Zwischen Meer und Lagune
Das italienische Urlauberparadies an der oberen Adria war für Segler lange Zeit ein Revier der zweiten Wahl. Carl Victor kennt es seit vielen Jahren und ist überzeugt, dass es sich lohnt den Blick mit Zuversicht über den Bug richten
Es eilt die Zeit im Sauseschritt und eins, zwei, drei wir segeln mit. Es kommt mir vor, als wär’s erst gestern gewesen, als ich mein erstes Schiff in diesem Revier übernahm. Und doch sind schon 15 Jahre seit jenem Tag vergangen. So wie damals fegt auch heute die Bora mit einer solchen Vehemenz von den Bergen über Triest herab, dass mich ihre Böen wie betrunken über den Kai torkeln lassen. Eine Yacht erkämpft sich gerade den Weg in den Hafen. Der Skipper versucht erst gar nicht, sein Schiff in einen freien Platz nahe der Einfahrt zu zwängen; zu ungemütlich läge er dort. Auch den Yachtclub steuert er nicht an. Vielleicht hält man mit jenem „tutto privato!“, mit dem man uns damals von den Stegen scheuchte, auch heute noch Gäste fern. Dann verliert sich das Schiff im Mastengewirr. Vor 15 Jahren gab es noch viel freies Wasser im Hafenbecken. Heute ist alles zugeparkt. Volle Häfen, leere See. Nicht nur in diesem Teil der Adria ein Phänomen. Fühlen sich die Segler von Triest, der einstigen Metropole der Donaumonarchie, so stark angezogen, dass sie aufs Auslaufen vergessen? Das kann ich kaum glauben. Triest nimmt mich nicht gefangen. Mag sein, dass die Stadt Atmosphäre versprühte, als noch James Joyce, in Gedanken dem Ulysses nachhängend, durch die Straßen lief. Heute scheint es, als hätten Triests Paläste diese Zeiten nur überlebt, um mit ihren klassizistischen Fassaden jegliches in der Altstadt aufkeimende Flair zu erschlagen.

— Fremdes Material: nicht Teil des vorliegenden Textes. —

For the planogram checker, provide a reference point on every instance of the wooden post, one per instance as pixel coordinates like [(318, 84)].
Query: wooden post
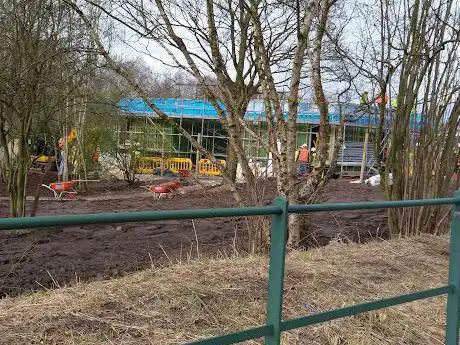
[(364, 160), (197, 160)]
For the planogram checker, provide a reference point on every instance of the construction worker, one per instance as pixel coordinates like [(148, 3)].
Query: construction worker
[(314, 158), (364, 100), (302, 156)]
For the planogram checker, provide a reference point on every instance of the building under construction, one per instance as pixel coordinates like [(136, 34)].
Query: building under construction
[(139, 126)]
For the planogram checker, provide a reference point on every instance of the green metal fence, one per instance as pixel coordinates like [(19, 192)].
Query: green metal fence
[(279, 211)]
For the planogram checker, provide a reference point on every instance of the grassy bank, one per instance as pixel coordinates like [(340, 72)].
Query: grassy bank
[(185, 302)]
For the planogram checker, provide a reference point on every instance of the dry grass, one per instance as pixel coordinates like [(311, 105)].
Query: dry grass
[(184, 302)]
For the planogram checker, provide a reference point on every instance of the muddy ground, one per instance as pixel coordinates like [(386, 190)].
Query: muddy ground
[(49, 257)]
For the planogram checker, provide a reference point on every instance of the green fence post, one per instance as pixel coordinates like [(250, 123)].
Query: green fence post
[(276, 272), (453, 298)]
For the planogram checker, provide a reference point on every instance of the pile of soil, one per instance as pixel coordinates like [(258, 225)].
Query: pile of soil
[(43, 258)]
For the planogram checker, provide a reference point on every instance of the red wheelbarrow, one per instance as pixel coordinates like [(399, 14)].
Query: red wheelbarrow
[(62, 190), (163, 189)]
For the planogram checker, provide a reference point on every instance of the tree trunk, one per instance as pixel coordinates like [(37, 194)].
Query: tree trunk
[(364, 159), (232, 163)]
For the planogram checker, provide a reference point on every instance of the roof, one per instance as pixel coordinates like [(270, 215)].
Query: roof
[(201, 109)]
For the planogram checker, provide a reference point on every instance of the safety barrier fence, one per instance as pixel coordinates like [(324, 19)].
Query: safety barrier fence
[(147, 165), (279, 210)]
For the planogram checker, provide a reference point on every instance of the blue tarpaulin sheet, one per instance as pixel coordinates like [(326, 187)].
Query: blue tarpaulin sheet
[(202, 109)]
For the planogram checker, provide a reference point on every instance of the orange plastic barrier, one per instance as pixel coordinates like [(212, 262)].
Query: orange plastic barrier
[(207, 168), (146, 165)]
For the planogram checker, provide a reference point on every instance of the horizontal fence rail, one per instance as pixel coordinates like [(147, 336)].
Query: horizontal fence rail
[(279, 210)]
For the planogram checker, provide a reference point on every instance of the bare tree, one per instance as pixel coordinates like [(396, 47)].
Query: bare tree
[(34, 54)]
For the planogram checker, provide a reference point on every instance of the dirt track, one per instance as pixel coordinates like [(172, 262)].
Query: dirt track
[(61, 256)]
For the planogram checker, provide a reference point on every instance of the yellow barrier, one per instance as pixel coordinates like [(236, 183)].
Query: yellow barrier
[(46, 159), (146, 165), (176, 164), (206, 167)]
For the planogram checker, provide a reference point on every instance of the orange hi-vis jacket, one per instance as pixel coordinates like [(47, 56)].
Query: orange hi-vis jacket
[(303, 155)]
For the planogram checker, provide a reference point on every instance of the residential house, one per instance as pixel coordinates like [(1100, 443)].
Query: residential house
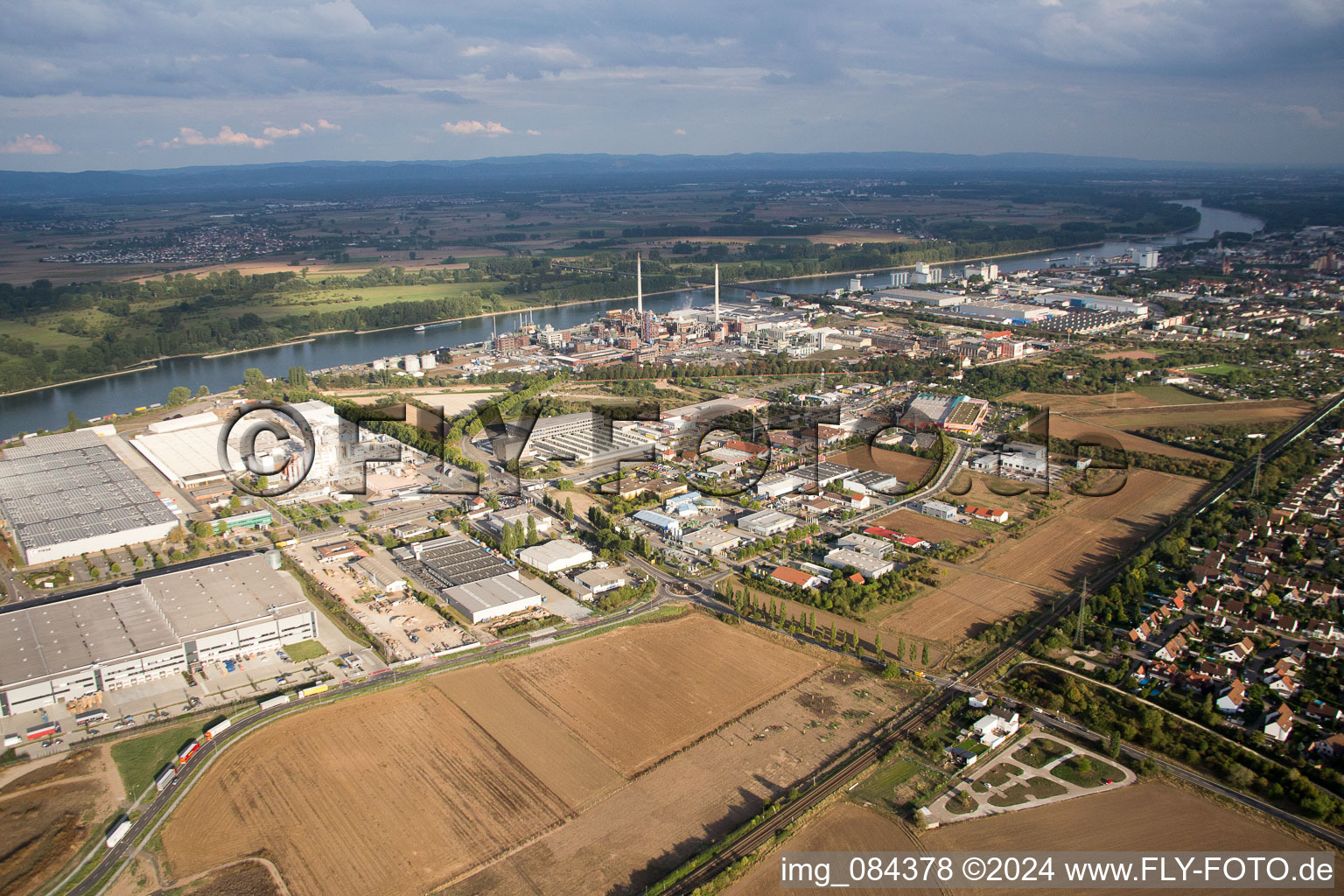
[(1278, 724), (1329, 747), (797, 578), (1172, 650), (1324, 649), (1283, 685), (995, 727), (1321, 712)]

Ganz anders ergeht es mir mit Castello di Miramare, das nördlich von Triest in der Sonne schimmert. Es lohnt sich kaum Segel zu setzen, dazu ist der Schlag zu kurz. Gelbe Tonnen verbieten es immer noch, sich dem Traum von Erzherzog Maximilian, dem Bruder von Kaiser Franz Josef, zu nähern. Sie hatten uns damals veranlasst, es im kleinen Bootshafen des Schlosses zu versuchen. Doch dessen Schutz war uns – wenig freundlich – verwehrt worden. Auch daran hat sich nichts geändert. Nach wie vor muss man sich in Gringnanos nahem Hafen um einen Liegeplatz bemühen, erst dann lässt es sich auf den Spuren des unglücklichen Kaisers von Mexiko wandeln. Er verpasste die Fertigstellung seines Schlosses um vier Jahre, weil er vor ein Erschießungskommando treten musste. Kitsch und Tragik, so nahe beisammen wie nirgendwo sonst auf diesem Törn.
Wandern in den Wasserstraßen
Kaum eine Yacht, die entlang der Riviera Triestina weiter nach Monfalcone segelt. Dass die Industriestadt nicht attraktiv für Segler ist, lässt sich nachvollziehen. Aber der Weg dorthin hätte jede Menge zu bieten. Vor allem bei Duino, wo die von Burgen gekrönten Klippen steil zu Stränden mit beschaulichen bis mondänen Häfen abfallen. Dort könnte man knappe Segeltage kurzweilig ausklingen lassen. Doch kaum jemand lässt sich davon verführen, schließlich lockt schon Grado im Westen. Auch ich erliege immer wieder dieser Versuchung. Meist steuerte ich den Stadthafen der Lagunenstadt auf direktem Weg an und halte direkt im Herzen einer Stadt, die sich selbst so italienisch treu und dabei doch so kosmopolitisch geblieben ist. Daran haben die zahlreichen zusätzlichen Liegeplätze an der Nordmole sowie eine neue Marina nichts geändert. Grado sieht sich als Mutter Venedigs und Tochter Aquileias. Deren Basilika allein rechtfertigt schon den Nervenkitzel einer Fahrt durch die Kanäle der Lagune und den Fluss Natissa, hoch in die Marina di Aquileia.